Perhaps it
can be said of all artists, but it's particularly true of this one: new
Island resident and filmmaker Robert Bornn sees beauty and connections
everywhere.
With just a bachelor's in psychology, Bornn has created a diverse, circuitous
career path in sculpture, music, medical inventions, photography, and,
most recently, film. His combination of chosen fields may seem odd,
but Bornn himself has no problem perceiving the links that tie his fields
together.
"Art is like the solution to a problem -- how do you make a heart shape
without the wires touching themselves?" he asks, pointing to a heart-shaped
wire sculpture that he created. "I get excited by problem solving."
Bornn addresses the problems that capture his imagination with astounding
creative energy. Among other things, Bornn has invented a hands-free
mouse that is clicked through facial motions. He holds a half dozen
patents on various medical devices, despite his lack of a medical degree.

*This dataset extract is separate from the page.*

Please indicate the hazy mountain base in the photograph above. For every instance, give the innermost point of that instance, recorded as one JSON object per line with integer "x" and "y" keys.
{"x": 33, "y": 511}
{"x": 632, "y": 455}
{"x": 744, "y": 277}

But none of his patents relies on medical knowledge -- he hired doctors
to do that part. Instead, they are based on thinking outside the
proverbial box.
Though he began creating films in his native Brooklyn in the late 1960s,
he set aside that particular love for several years to pursue other projects:
sculpture, photography, music, and inventing. Lately, the accessibility
of film has captured Bornn's restless spirit, but he's making movies with
goals that diverge wildly from the traditional Hollywood song-and-dance,
action-and-sex prescriptions. Specifically, Bornn strives to capture
the sort of nature images that inspire him. There are no representations
of the kill-or-be-killed aspects of nature in his work.
"Why present just the ugly parts of the world?" says Bornn of his films,
which he characterizes as "enchanted naturalism."
"Finding beauty in nature helps you find the beauty in people, which helps
you find the commonality between people," says Bornn, tracing yet another
connection that inspires him.
His first film in a planned trilogy, Ocean's Edge: Spirit's Journey, is
"crafted to be peaceful, minimalist, and lyrical," says Bornn. Indeed,
sweet recorder and xylimba sounds accompany the 18-minute film, which
is composed of shots of coastline at sunset, with camera work that closely
follows seabirds that fly into and throughout the camera's wide field.
The film is a team effort by Bornn and his long-time partner, Laura Worth.
"Their observation of gratuitous violence in typical 'savage nature' documentaries
has led them to develop (this) alternative, nonviolent, nature film series,"
reads the back of the DVD.
Bornn hopes his work, which can be viewed with or without music and ambient
sound, will foster meditation, yoga and children's minds.
"My films really are fantasy. I think it's OK to give people that
sense of (wonder) -- like fairy tales."
"Nature has been commodified," says Bornn, and it's clear his film, with
its simple images and unprocessed look, is designed to address that problem.